Introduction

Functional magnetic imaging (fMRI) is an effective non-invasive tool for studying functional connectivity (FC) of the brain¹. There is an increased interest in preclinical FC studies due to, e.g., readily available disease models. Typically, preclinical FC studies are done in anesthetized animals. However, it has been shown that anesthesia greatly affects the FC², making awake imaging highly desirable. In contrast, awake protocols tend to be very laborious and time-consuming, which may become impractical especially regarding large-scale studies needed in the search for biomarkers or in preclinical testing of drugs. To tackle this issue, the goal of this study was to show that a light sedation protocol with a short habituation period can provide comparable data to fully awake rats but requiring a lower amount of resources. To demonstrate this, 102 rats were scanned in lightly sedated condition, and data were compared to both on-site awake rat data and to open awake rat fMRI database³.

Methods

Animal procedures were approved by the Finnish Animal Experiment Board. 112 Sprague Dawley rats (292±39 g) were habituated and measured either under a light anesthesia (N = 102) or in awake state (N = 10). The habituation was done as described earlier⁴. Both groups were habituated in a mock scanner for three (light sedated, 0.5% isoflurane) or four (awake, 0% isoflurane) consecutive days with gradually increasing habituation time. fMRI data were acquired with gradient-echo echo-planar imaging sequence (TR = 1 s, 17 slices, slice thickness = 1 mm, matrix = 64 × 64, field of view = 3 × 3 cm²) for 25 minutes (1500 repetitions).
The raw fMRI data were converted to NIfTI (http://aedes.uef.fi) and slice-timing corrected (SPM8).
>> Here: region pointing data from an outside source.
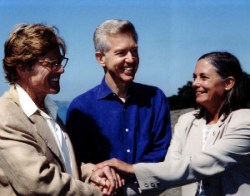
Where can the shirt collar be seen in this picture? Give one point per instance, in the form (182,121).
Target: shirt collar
(104,90)
(29,107)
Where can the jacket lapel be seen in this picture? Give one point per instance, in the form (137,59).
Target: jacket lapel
(44,131)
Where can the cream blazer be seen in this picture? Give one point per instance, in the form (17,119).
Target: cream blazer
(224,164)
(30,161)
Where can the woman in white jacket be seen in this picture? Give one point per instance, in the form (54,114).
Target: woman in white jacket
(210,148)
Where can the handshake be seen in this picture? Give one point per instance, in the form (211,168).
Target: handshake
(108,176)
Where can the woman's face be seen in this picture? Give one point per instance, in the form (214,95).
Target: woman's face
(41,80)
(208,85)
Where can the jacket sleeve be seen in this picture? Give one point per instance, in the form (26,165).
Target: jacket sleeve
(228,152)
(30,167)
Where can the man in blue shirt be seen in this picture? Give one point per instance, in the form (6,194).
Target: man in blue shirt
(119,118)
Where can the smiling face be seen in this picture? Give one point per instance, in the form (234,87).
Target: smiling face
(121,60)
(40,80)
(209,86)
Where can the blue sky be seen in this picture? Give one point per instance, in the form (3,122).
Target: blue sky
(173,34)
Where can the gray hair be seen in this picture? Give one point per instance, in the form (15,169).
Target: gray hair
(109,28)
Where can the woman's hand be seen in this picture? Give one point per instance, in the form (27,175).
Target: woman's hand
(107,180)
(116,164)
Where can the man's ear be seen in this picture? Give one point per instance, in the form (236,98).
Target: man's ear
(100,57)
(229,83)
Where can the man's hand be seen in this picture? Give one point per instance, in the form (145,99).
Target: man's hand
(107,180)
(118,165)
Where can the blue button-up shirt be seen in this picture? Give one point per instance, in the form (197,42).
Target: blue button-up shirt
(101,126)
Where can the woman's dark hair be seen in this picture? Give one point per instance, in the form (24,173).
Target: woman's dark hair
(227,65)
(25,44)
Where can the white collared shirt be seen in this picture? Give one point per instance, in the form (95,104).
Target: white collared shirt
(29,108)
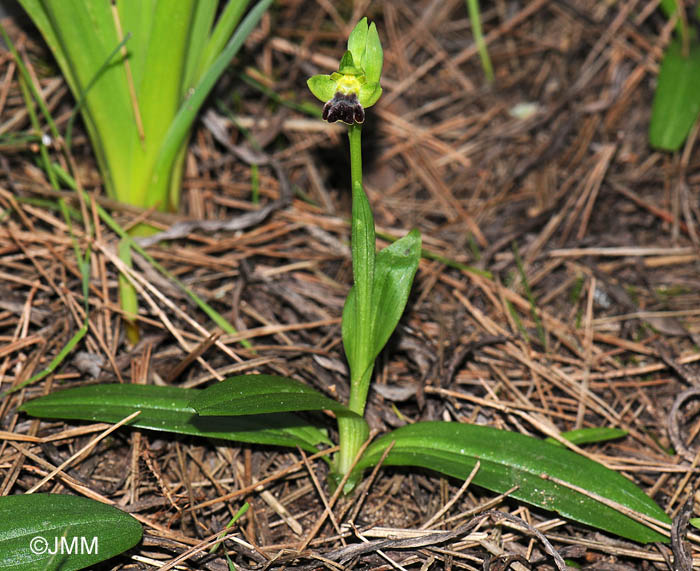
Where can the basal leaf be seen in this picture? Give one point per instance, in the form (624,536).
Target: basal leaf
(677,98)
(260,394)
(168,409)
(45,532)
(511,459)
(589,435)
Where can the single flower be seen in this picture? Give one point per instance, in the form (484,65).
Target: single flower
(355,86)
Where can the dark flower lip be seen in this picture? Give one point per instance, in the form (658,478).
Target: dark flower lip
(344,107)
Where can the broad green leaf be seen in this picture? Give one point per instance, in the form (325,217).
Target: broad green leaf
(677,98)
(46,532)
(322,86)
(511,459)
(180,127)
(589,435)
(168,409)
(260,394)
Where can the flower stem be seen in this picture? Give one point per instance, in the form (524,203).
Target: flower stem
(353,430)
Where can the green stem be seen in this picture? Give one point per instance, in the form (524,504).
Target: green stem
(355,136)
(353,430)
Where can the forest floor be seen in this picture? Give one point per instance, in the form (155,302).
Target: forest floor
(559,287)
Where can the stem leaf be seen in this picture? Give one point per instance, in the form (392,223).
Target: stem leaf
(394,270)
(509,459)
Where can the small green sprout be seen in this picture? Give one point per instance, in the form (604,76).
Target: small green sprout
(355,86)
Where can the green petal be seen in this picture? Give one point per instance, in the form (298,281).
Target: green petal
(322,86)
(369,94)
(357,40)
(373,58)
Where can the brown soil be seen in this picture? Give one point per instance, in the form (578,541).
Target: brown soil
(606,228)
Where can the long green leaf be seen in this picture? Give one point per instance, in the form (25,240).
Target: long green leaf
(509,459)
(46,532)
(589,435)
(260,394)
(677,98)
(167,409)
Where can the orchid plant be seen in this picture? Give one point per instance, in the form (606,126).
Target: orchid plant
(263,409)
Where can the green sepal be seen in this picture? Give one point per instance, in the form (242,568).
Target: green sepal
(357,40)
(373,58)
(322,86)
(369,94)
(347,65)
Volumes with excessive motion were discarded using a motion scrubbing approach³ with r = 12.5 mm and frame-wise displacement threshold of 0.25 mm. Subsequently, data were motion-corrected (ANTs, http://stnava.github.io/ANTs/), spatially smoothed, and co-registered to a reference brain (SPM8). Independent component analysis (ICA) was performed in each subject, and automatically selected non-neuronal components were regressed out. The first 300 volumes (5 min) were discarded to ensure the same anesthesia state in all animals. For regions of interest (ROIs) analyses, ROIs were drawn on the reference brain according to an anatomical atlas⁵. Two different sets of ROIs were drawn. First, the 12 ROIs were used to replicate our previous analysis, and 21 ROIs were used to compare our data with the awake rat open database. The mean ROI signals were filtered (0.01-0.1 Hz), and a sliding window (150 volumes) was used to select the motion-free parts of the signal based on the frame-wise displacement. In each measurement, 3-6 windows were selected and the signal from those windows was concatenated. The Pearson correlation of each ROI pair was calculated while the frame-wise displacement was used as a regressor to minimize the influence of non-neural signal in the correlation value. Moreover, the same data analysis pipeline was applied to the open dataset of resting-state fMRI in awake rats³ with the addition of regressing the signal outside of the brain from the data before the bandpass filtering in both the awake rat database and light sedated datasets. Animals in both groups that had an average correlation between the head muscle and the brain regions higher than 0.35 were excluded from the ROI analysis.

Results

In the on-site measured awake group, the FC pattern was remarkably similar to the lightly sedated animals (Fig 1). Only one ROI pair in the lightly sedated animals had a statistically different correlation value from the awake group.
The FC pattern in the lightly sedated group was in most part similar to the one obtained from the awake rat fMRI database (Fig 2). The correlation values in the cortico-cortical pairs were similar, and in both datasets, we observed low correlation values in the hypothalamus. However, thalamo-hippocampal, thalamo-cortical, and cortico-hippocampal correlation values were slightly higher in the awake dataset. Nevertheless, the correlation between the corresponding correlation values in the two datasets was high (R=0.75, p < 0.0001) (Fig 3).

Discussion

Our study provides one of the few large-scale preclinical fMRI datasets and it will be made publicly available after completion of the study. The slightly decreased thalamic connectivity in the lightly sedated group when compared to the awake group is in agreement with our previous findings⁴. Similarity of the functional connectivity obtained in awake and slightly sedated conditions indicates that light sedation with a short habituation protocol can provide a good alternative approach for large scale fMRI studies.

Conclusion

This study shows that the protocol with light sedation provides robust results, which are comparable with the awake state imaging, apart from slightly modified thalamic connectivity. Thus, less time-consuming habituation can save hundreds of training days in large-scale preclinical studies, yet still providing a robust readout for FC.